Introduced in [#2](https://github.com/WilliamAGH/java-chat/pull/2) by @WilliamAGH on Sep 6, 2025

# Summary
- **Context**: RAG retrieval uses `ModelConfiguration.isTokenConstrained(modelHint)` to decide whether to reduce context (3 docs, 600 tokens vs default retrieval).

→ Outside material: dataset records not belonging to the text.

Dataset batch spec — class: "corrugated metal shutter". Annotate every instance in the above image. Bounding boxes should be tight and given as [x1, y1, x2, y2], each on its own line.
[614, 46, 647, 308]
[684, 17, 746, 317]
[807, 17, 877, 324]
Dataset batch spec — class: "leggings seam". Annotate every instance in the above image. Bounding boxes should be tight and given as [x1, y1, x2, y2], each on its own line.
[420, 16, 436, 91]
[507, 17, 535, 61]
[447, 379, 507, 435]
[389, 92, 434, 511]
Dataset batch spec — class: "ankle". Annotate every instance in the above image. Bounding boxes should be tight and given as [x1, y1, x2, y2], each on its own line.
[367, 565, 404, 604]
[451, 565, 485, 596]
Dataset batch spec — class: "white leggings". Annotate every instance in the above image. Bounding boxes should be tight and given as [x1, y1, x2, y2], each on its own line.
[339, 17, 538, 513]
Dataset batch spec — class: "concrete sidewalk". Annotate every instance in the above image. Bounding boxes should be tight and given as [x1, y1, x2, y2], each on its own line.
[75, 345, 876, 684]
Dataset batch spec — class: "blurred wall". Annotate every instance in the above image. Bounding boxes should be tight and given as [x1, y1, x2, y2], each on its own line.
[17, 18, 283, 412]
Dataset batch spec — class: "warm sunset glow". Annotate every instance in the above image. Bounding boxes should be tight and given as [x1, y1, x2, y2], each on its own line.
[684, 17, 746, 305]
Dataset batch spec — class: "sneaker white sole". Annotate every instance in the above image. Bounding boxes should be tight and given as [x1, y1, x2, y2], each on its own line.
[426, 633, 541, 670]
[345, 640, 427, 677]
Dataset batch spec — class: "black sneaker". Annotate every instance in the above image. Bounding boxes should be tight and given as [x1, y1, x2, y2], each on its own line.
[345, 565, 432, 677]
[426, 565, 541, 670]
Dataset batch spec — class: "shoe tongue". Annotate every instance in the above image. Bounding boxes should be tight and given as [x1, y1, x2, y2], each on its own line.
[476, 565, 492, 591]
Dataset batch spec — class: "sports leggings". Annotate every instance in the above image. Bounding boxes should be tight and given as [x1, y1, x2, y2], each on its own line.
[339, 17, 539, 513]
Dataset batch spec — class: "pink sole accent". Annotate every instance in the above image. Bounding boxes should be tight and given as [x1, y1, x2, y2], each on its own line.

- **Bug**: `ChatController` passes hardcoded `ModelConfiguration.DEFAULT_MODEL` ("gpt-5.2") as the model hint, ignoring the user's configured model.
- **Actual vs. expected**: Expected: Full retrieval (gpt-4o has 128K context, no tier constraints)
Actual: Constrained retrieval (model hint is hardcoded "gpt-5.2", triggering reduced RAG)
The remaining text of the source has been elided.